カゼで漢方と言えば葛根湯を思い浮かべるかたが少なくないと思います。しかし、「葛根湯の正しい使い方」はご存知でしょうか。

「葛根湯はカゼの初期に使うもの」とおぼえていらっしゃる方も多いと思います。実はこれ、半分正解ですが、半分間違いなんです。カゼに使う漢方薬というのは十種類程度あり、症状や段階によって使い分ける必要があります。

カゼの初期といってもその症状は様々。悪寒を強く感じる人もいれば、悪寒は軽いけど、咽が痛くなる人、鼻水がたくさん出る人もいます。汗がじとっと出る方も全く出ない人もいますし、咳が顕著な場合もあります。

これら全てに葛根湯が使えるかというとそうではありません。漢方の素晴らしいところは、その人の症状に合わせてお薬が細かく別れているところ。それはカゼでも同じことです。

Twitterで検索してみるとカゼの初期で咽の痛みに葛根湯を使っている方がたくさんいらっしゃいます。ですが、残念ながら咽の痛みに葛根湯は不向きです。葛根湯には咽の炎症を鎮める効果が無いばかりか、場合によっては悪化させてしまいます。

前置きが長くなりましたが、正しい葛根湯の使い方をご説明させていただきます。

葛根湯を使うタイミングと症状は、極初期、ひきはじめの1日、長くて2日目までで、発熱や悪寒、肩から首にかけてのこわばり、そして汗をかいていない状態です。まずはこれを目安にします。その他、顔が赤い、おでこあたりの頭痛、目の痛み、鼻の乾燥、下痢や腹痛、吐き気などです。

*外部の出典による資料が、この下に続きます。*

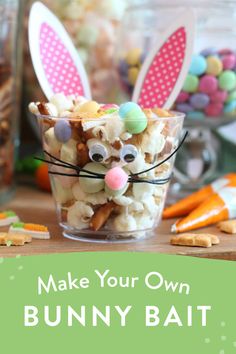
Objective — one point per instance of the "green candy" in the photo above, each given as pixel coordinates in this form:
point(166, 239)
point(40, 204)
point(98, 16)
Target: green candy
point(231, 97)
point(92, 185)
point(10, 213)
point(135, 121)
point(191, 83)
point(227, 80)
point(19, 225)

ポイントは、背中上部から首にかけてのこわばりと、汗をかいていないこと、そして軽い寒気です。これがなければ本来葛根湯を使うべきではありません。

葛根湯は「冷えのカゼ」に使う処方です。発汗させることで体表にある「冷え」を散らす漢方薬なので、「悪寒または悪風」がないと使えません。「悪寒」とは、ぞくぞくとする寒気で、「悪風」は風に当たるのを嫌ったり、水を触るのを嫌がったりすることです。そして、発汗させて散らす処方なので、「汗をまだかいてないこと」というのもポイントです。さらに加えて、「肩から首にかけてのこわばり」も大事な条件です。これは肩こりのようなハリがあることです。ちなみに、体温計で測って熱があっても無くても、上記の症状を満たしていれば使えます。

寒気が顕著なカゼの初期で、汗をじとっとすでにかいている状態なら桂枝湯(けいしとう)という処方が適しています。もしくは葛根湯をつかって汗が出たなら、使用を中止し、まだ寒気が残っていたら桂枝湯に変更しましょう。

葛根湯

悪風、無汗、首筋から肩にかけてこわばりがあるカゼの極初期

では、のどが痛いカゼの初期には何をつかうべきでしょうか。

のどが痛いのは「熱のカゼ」です。熱のカゼが粘膜にくっついて炎症を起こしている状態です。急な発熱または身体が熱っぽい、のどが痛い、鼻水や痰が黄色く粘りがあるなどが見られるときです。見分けやすいポイントは、「喉が痛い、もしくは違和感がある」状態です。そして「かすかな悪寒が合っても喉が痛いときは熱のカゼ」も覚えておいてください。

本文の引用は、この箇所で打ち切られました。